- Episode no.: Season 12 Episode 13
- Directed by: Bob Bowen
- Written by: Alec Sulkin
- Production code: AACX17
- Original air date: March 16, 2014

Guest appearances
- Adam Carolla as Death; Emily Osment as Carrie Underwood; C.J. Spiller as himself; Mario Williams as himself; Christine Lakin as Sarah Palin (Uncredited, deleted scenes);

Episode chronology
| ← Previous "Mom's the Word" | Next → "Fresh Heir" |
- Family Guy season 12

= 3 Acts of God =

"3 Acts of God" is the thirteenth episode of the twelfth season of the animated comedy series Family Guy and the 223rd episode overall. It aired on Fox in the United States on March 16, 2014, and is written by Alec Sulkin and directed by Bob Bowen. In the episode, Peter is sick of opposing football teams thanking God for beating the Patriots, so he and the guys go on a quest to find the Lord and ask him to stop determining the outcomes of football games.

==Plot==
The Griffins and their friends, including Cleveland, tailgate at the New England Patriots game at Gillette Stadium vs. the rival Buffalo Bills. However, at the end of the game, the Patriots blow their chance to win and lose their 10th straight game. At The Drunken Clam, Peter, Quagmire, Cleveland, and Joe angrily discuss the missed chance. During a postgame interview, Bills players C. J. Spiller and Mario Williams (voiced by themselves) attribute their win to God and Peter proposes they find and confront God about messing with their games.

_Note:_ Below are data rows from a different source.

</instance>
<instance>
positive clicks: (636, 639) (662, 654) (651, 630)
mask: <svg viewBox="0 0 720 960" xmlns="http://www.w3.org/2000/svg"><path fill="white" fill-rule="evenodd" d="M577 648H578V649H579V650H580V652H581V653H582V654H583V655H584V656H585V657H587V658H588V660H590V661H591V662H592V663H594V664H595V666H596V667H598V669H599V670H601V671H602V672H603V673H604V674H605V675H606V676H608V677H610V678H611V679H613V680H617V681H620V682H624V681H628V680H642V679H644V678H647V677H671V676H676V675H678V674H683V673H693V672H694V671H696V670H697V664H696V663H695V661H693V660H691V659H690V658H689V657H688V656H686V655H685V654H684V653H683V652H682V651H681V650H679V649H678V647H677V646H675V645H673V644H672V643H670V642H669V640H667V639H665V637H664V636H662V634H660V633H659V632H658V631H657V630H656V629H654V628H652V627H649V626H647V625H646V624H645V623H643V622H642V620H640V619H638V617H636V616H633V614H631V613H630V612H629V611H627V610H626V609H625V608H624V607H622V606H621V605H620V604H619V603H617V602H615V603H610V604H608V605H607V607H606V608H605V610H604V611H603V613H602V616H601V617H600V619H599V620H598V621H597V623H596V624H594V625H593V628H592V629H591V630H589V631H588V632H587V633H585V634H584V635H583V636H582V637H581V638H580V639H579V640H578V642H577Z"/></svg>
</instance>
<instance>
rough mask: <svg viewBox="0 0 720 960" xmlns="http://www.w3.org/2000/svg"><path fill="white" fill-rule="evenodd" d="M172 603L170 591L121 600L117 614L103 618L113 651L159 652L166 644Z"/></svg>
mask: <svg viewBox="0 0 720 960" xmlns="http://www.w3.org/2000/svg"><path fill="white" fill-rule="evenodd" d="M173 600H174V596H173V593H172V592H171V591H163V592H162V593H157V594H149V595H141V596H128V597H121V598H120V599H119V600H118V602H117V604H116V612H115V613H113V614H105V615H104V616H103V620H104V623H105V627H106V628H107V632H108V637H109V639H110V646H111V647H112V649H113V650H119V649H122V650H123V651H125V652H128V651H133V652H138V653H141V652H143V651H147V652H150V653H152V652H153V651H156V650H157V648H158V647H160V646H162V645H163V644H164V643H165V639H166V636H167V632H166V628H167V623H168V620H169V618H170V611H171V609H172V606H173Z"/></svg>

Starting at a church, Cleveland enters in the style of Sherman Hemsley in Amen, but exits stating that there is a baby's funeral inside. They move on to Nashville, Tennessee to seek out Carrie Underwood, who attributes her success to God, but she doesn't know where God lives. Taking things to the extreme, they travel to Greece where they hope to run into success with the Greek Gods on Mount Olympus. They meet Chronos, the Titan of Time, on Mount Olympus, but he just gives Peter a gift basket and tells them the current time. Moving on to Israel, they find everyone is like Mort Goldman. In India, they decide that conditions are not fitting for God (including a theater where Aziz Ansari is performing) and leave. Back home at the Drunken Clam, Death stops in for The Cleveland Show and takes them on to visit God.

In Heaven, God meets them personally and Peter tells Him to quit causing the Patriots to lose, which God blames on coach Bill Belichick for not smiling. He agrees to give the Patriots a break if they make Belichick smile. Their attempt to make him smile is met with stiff resistance until he laughs at Joe's condition, and they finally succeed in persuading God to leave the Patriots alone, and God then tells Peter that he has a message from Conway Twitty, stating that Twitty just wants Peter to do a joke instead of a cutaway. Lois states to Peter that he should have asked more from God, Peter states that he did ask God something else; Meg starts to fade from existence.

==Reception==
Kevin McFarland of The A.V. Club gave the episode a B, saying: "'3 Acts of God' certainly has its moments where it touches the third rail and feels like Family Guy giving into its worst tendencies. Those brief scenes in Jerusalem and India specifically feel unnecessarily mean, as well as the final joke of what else Peter asked God about besides the Patriots. But more cutaways landed than many of the episodes I reviewed over the last two seasons, which made for a surprisingly pleasant visit back to Seth MacFarlane's main gig."

The episode received a 2.3 rating in the 18–49 years old demographic and was watched by a total of 4.62 million people. This made it the most watched show on Animation Domination that night, beating American Dad!, Bob's Burgers and The Simpsons.

A writer in the Israeli newspaper Haaretz claimed that a scene in the episode was evidence of long-held antisemitism by MacFarlane.